Does that mean that gzip/zlib will cause performance/data integrity issues during Sqoop import AND subsequent processing?
The parameters are all placed in the TBLPROPERTIES (see Create Table). They are:
Key |
Default |
Notes |
---|---|---|
orc.bloom.filter.columns | "" | comma separated list of column names for which bloom filter should be created |
orc.bloom.filter.fpp | 0.05 | false positive probability for bloom filter (must >0.0 and <1.0) |
orc.compress | ZLIB | high level compression (one of NONE, ZLIB, SNAPPY) |
sqoop import --null-string '\\N' --null-non-string '\\N' --hive-delims-replacement '\0D' --num-mappers 8 --validate --hcatalog-home /usr/hdp/current/hive-webhcat --hcatalog-database default --hcatalog-table Inactivity --create-hcatalog-table --hcatalog-storage-stanza "stored as orcfile" -z --connect 'jdbc:sqlserver://<IP>;database=VehicleDriverServicesFollowUp' --username --password --table Inactivity -- --schema QlikView 2>&1| tee -a log
but the ORC table says compression : NO (am I missing/misinterpreting something or is some lib. missing, I didn't get any exception/error) :
hive> > > describe formatted inactivity; OK # col_name data_type comment period int vin string customerid int subscriberdealersisid string subscriberdistributorsisid string packagename string timemodify string # Detailed Table Information Database: default Owner: hive CreateTime: Tue Aug 16 17:34:36 CEST 2016 LastAccessTime: UNKNOWN Protect Mode: None Retention: 0 Location: hdfs://l4283t.sss.com:8020/apps/hive/warehouse/inactivity Table Type: MANAGED_TABLE Table Parameters: transient_lastDdlTime 1471361676 # Storage Information SerDe Library: org.apache.hadoop.hive.ql.io.orc.OrcSerde InputFormat: org.apache.hadoop.hive.ql.io.orc.OrcInputFormat OutputFormat: org.apache.hadoop.hive.ql.io.orc.OrcOutputFormat Compressed: No Num Buckets: -1 Bucket Columns: [] Sort Columns: [] Storage Desc Params: serialization.format 1 Time taken: 0.395 seconds, Fetched: 32 row(s) hive>
How do I specify this Zlib during the import command ? Is it the case that I have to pre-create that tables in Hive to use Zlib ?

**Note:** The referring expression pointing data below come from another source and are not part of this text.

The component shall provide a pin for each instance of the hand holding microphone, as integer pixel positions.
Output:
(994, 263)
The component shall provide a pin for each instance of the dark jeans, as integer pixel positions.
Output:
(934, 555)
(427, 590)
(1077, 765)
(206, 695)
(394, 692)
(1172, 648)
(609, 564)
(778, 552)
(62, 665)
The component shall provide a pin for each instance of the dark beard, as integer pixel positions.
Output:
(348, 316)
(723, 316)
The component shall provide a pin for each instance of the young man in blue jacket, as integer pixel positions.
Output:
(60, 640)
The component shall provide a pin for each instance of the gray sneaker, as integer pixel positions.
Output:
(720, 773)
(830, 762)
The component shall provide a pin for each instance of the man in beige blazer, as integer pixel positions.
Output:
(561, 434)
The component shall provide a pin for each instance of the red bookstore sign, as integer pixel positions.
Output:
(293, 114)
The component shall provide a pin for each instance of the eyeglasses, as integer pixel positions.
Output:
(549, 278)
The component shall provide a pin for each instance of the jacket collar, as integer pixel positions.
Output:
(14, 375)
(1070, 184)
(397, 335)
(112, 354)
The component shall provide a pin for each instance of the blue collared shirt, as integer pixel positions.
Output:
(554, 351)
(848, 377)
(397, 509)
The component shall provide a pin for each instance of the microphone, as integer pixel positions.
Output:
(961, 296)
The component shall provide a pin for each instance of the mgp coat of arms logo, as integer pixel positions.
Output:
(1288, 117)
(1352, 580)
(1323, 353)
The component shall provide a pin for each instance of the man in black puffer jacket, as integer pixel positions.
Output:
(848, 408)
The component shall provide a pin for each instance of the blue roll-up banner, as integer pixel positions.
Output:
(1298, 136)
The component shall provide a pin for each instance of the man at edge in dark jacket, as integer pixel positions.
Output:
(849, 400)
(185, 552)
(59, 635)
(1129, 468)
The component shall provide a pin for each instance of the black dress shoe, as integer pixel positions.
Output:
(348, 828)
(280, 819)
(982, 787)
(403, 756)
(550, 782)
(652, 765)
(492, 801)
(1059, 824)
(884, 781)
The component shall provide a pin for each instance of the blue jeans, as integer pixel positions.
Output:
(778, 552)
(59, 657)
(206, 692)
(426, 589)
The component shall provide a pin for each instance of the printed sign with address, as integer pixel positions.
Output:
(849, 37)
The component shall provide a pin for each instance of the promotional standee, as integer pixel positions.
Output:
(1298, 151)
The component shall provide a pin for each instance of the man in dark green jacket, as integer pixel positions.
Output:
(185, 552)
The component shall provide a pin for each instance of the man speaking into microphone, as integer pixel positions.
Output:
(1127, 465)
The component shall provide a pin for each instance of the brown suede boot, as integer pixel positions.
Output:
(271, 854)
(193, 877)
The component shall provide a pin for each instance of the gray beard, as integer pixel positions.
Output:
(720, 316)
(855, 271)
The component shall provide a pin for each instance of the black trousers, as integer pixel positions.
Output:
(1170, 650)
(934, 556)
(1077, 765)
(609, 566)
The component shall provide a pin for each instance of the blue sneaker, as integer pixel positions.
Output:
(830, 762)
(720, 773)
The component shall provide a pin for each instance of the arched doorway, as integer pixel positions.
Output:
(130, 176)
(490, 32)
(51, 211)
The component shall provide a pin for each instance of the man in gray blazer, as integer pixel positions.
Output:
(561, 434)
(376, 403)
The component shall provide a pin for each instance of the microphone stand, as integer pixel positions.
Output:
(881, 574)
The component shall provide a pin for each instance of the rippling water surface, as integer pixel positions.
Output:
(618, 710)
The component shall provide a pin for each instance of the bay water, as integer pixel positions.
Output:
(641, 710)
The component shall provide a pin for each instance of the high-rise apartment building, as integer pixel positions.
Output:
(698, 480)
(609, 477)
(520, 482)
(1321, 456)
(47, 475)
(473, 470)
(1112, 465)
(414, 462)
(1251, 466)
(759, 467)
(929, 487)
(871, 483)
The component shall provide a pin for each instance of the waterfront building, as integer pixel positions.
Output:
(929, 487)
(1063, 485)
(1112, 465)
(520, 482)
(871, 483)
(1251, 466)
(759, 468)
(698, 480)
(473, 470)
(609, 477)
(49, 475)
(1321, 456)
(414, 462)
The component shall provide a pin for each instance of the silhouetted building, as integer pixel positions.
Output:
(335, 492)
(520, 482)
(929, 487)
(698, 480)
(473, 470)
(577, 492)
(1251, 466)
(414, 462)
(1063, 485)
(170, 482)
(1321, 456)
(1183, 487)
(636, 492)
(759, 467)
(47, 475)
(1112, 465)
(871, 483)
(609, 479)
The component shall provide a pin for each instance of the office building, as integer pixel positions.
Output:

Created 09-02-2016 01:43 PM
You can additional options to the --storage-stanza option. The storage stanza is just what gets appended to the create table statement and you can add syntactically valid options (like tblproperties)
Created 08-16-2016 04:46 PM
i would pre-create the table with ORC an ZLib
Created 08-16-2016 05:50 PM
I agree that's one way but that also means that if there are 100s of tables, one has to either manually pre-create those or execute some sqoop script to do so which means total two scripts to import one table, is there another way ?
Created 09-02-2016 01:43 PM
You can additional options to the --storage-stanza option. The storage stanza is just what gets appended to the create table statement and you can add syntactically valid options (like tblproperties)
Created 09-05-2016 10:03 AM
I already did that now only one confusion remains - is the compression taking place as expected ?
Created 09-06-2016 05:14 AM
without compression
[numFiles=8, numRows=6547431, totalSize=66551787, rawDataSize=3154024078]
with zlib
[numFiles=8, numRows=6547431, totalSize=44046849, rawDataSize=3154024078]
As you can see, the totalSize is less with zlib.